GitHub Repository: keras-team/keras-io
Path: blob/master/examples/nlp/md/pretrained_word_embeddings.md
³⁵⁰⁸ views

Using pre-trained word embeddings

Author: fchollet
Date created: 2020/05/05
Last modified: 2020/05/05
Description: Text classification on the Newsgroup20 dataset using pre-trained GloVe word embeddings.

View in Colab • GitHub source

Setup

import os

# Only the TensorFlow backend supports string inputs.
os.environ["KERAS_BACKEND"] = "tensorflow"

import pathlib
import numpy as np
import tensorflow.data as tf_data
import keras
from keras import layers

Introduction

In this example, we show how to train a text classification model that uses pre-trained word embeddings.

We'll work with the Newsgroup20 dataset, a set of 20,000 message board messages belonging to 20 different topic categories.

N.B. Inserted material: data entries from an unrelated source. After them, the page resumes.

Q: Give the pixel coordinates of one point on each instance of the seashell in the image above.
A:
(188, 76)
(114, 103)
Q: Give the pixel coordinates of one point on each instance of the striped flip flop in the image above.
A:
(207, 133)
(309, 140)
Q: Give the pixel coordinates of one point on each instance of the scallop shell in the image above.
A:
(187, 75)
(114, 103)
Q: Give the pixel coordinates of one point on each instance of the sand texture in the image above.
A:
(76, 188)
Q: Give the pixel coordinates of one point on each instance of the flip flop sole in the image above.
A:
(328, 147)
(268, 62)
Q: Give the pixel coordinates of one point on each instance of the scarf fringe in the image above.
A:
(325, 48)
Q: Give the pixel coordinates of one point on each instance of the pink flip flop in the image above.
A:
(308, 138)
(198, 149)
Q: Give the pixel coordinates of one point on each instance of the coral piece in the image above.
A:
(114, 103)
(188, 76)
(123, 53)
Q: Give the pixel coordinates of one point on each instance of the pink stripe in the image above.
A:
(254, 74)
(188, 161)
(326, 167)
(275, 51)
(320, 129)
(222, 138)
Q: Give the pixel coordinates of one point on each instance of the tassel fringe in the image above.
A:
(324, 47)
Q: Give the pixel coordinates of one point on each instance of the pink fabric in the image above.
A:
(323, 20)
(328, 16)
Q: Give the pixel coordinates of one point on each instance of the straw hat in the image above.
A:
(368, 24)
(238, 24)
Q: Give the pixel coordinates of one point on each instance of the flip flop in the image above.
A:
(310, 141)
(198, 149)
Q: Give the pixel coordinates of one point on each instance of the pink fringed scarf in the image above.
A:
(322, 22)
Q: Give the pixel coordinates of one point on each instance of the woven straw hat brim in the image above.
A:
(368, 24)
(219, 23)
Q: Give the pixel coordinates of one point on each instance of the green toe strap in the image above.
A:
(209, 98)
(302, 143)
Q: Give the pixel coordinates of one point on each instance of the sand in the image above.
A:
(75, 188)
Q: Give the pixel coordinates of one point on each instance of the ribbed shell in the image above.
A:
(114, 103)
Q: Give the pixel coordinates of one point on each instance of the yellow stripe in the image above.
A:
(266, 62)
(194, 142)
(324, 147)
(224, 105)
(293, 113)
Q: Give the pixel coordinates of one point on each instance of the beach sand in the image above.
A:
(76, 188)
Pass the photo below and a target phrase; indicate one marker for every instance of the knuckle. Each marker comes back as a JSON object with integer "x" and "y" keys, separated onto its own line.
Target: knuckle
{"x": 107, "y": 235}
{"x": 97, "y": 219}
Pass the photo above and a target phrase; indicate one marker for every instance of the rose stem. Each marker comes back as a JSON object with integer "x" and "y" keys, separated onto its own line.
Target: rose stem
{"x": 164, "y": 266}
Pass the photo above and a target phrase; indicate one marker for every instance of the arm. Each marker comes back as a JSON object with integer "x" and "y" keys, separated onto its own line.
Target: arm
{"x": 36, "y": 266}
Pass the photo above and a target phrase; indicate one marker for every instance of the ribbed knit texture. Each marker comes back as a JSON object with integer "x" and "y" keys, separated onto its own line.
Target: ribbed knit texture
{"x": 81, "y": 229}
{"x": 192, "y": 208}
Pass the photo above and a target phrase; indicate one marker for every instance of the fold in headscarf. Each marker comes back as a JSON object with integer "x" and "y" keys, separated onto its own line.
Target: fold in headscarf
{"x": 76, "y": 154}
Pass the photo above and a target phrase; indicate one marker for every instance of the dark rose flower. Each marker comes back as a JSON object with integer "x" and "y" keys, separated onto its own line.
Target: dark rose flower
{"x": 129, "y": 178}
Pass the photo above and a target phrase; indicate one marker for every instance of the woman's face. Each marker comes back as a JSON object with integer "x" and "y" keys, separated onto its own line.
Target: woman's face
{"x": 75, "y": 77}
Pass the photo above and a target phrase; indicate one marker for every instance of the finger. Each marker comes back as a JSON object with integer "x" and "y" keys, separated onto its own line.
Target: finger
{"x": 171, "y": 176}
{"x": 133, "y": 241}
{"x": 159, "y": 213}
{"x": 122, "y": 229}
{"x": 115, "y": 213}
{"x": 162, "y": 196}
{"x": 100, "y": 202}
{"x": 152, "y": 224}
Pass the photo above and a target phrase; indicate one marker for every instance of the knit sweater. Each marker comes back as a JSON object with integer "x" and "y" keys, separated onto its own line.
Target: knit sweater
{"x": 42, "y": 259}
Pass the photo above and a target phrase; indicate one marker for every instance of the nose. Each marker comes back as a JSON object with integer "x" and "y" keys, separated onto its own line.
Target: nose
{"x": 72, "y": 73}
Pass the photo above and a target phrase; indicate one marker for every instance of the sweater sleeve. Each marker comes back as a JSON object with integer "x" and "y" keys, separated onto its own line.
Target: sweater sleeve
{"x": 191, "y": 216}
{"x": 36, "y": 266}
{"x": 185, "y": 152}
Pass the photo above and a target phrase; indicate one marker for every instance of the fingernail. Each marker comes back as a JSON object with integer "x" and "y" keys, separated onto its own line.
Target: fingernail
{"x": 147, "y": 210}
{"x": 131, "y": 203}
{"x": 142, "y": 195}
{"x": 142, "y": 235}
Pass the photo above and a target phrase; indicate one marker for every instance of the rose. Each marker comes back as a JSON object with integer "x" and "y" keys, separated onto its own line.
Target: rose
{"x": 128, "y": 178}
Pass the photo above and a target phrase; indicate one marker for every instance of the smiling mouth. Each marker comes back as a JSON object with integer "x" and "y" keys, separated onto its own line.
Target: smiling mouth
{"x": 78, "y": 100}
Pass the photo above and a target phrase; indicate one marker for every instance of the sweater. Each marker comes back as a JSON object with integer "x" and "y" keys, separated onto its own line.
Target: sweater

For the pre-trained word embeddings, we'll use GloVe embeddings.

Download the Newsgroup20 data

data_path = keras.utils.get_file(
    "news20.tar.gz",
    "http://www.cs.cmu.edu/afs/cs.cmu.edu/project/theo-20/www/data/news20.tar.gz",
    untar=True,
)

Let's take a look at the data

data_dir = pathlib.Path(data_path).parent / "20_newsgroup"
dirnames = os.listdir(data_dir)
print("Number of directories:", len(dirnames))
print("Directory names:", dirnames)

fnames = os.listdir(data_dir / "comp.graphics")
print("Number of files in comp.graphics:", len(fnames))
print("Some example filenames:", fnames[:5])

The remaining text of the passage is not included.